Okay, so now pick up my old proof up at the point where I wrote out
$\displaystyle S(n) - n = a_n + a_{n-1} + ... + a_1 + a_0 - a_n10^n + a_{n-1}10^n + ... + a_110^1 + a_010^0$
Now instead of the modular argument, we will group nicely by coefficient.
$\displaystyle S(n) - n = a_n(1-10^n) + a_{n-1}(1-10^n) + ... + a_1(1-10^1) + a_0(1-10^0)$
So by our lemma $\displaystyle 9|10^k-1 \Rightarrow 9|-(10^k-1)=1-10^k$ but this means 9 divides every term so 9 must divide the whole thing which is S(n)-n as desired. QED (again)
Oh man, I didn't mean it to be a slight at all. I can see how that could have sounded pretty disrespectful, I just meant it more in the sense of I have no idea how to prove it without induction! It is always a difficult thing to judge what type of proof to present on here since I have no idea what kind of mathematical background any of the askers have. It is a struggle to find a common ground of risking using a fact or something the reader may be unfamiliar with and being able to present a concise elegant proof.
Well, if you find this problem interesting and are curious about doing another really fun problem like this you should consider the following. Also it would be a great practice for you if you decide to learn modular arithmetic (which you will have to if you continue in number theory, algebra, or discrete mathematics). Consider the test for divisibility by 11.
A number is divisible by 11 if and only if the alternating sum of its digits is divisible by 11.
Here is what I mean.
Is 72237 divisible by 11?
7 -3 +2 -2 +7 = 11 which is divisible by 11 clearly, so 72237 number is divisible by 11.
Opps!
Gamma,
I can recall a similar pattern that if the digits of an integer add to a multiple of 9 then it will be divisible by 9.

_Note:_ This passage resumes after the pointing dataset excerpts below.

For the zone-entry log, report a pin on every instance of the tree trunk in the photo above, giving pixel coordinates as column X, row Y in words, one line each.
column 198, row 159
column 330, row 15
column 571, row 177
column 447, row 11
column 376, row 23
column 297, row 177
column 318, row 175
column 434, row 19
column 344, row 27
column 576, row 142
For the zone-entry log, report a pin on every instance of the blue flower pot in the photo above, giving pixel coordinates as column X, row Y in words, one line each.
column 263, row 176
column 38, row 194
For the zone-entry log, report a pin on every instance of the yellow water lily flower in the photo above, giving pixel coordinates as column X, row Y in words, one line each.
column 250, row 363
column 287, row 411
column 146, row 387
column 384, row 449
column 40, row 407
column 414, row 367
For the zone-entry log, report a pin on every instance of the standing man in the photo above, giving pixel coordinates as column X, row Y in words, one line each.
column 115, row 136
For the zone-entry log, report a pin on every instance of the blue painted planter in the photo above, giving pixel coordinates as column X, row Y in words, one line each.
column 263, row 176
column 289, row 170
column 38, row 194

For example 2412, 2+4+1+2 = 9 and 2412/9 = 268
and 98172, 9+8+1+7+2 = 27 and 98172/9 = 10908
Apart from this one and the sum of alternating digits for divisibilty by 11, do you know any others?
The other ones are really unsatisfying that I know compared to these two, lol.
For 2, if it ends in 0,2,4,6,8 it is divisible by two... duh it is even
For 3, if you sum the digits and it is divisible by 3 the number is divisible by 3.
For 4, if you look at the last two digits if they are divisible by 4 then the whole thing is 4|100 is why.
For 5, again, look at whether the last digit is 5 or 0, then it is divisible by 5, otherwise it is not.
For 6, check divisibility by 2 and 3 if it is divisible by both then it is divisible by 6.
For 7 I am honestly not sure of a good test for this divisibility
For 8 you just gotta check the last 3 digits because 8|1000
For 9, yeah we got that one on lock down
For 10 if it ends in 0 yeah, otherwise not.
For 11 the one i mentioned is the only test i know.
Of course you can generalize the one for 6. If it is a product of distinct primes you can just check it for divisibility by each of the distinct primes that make up the number.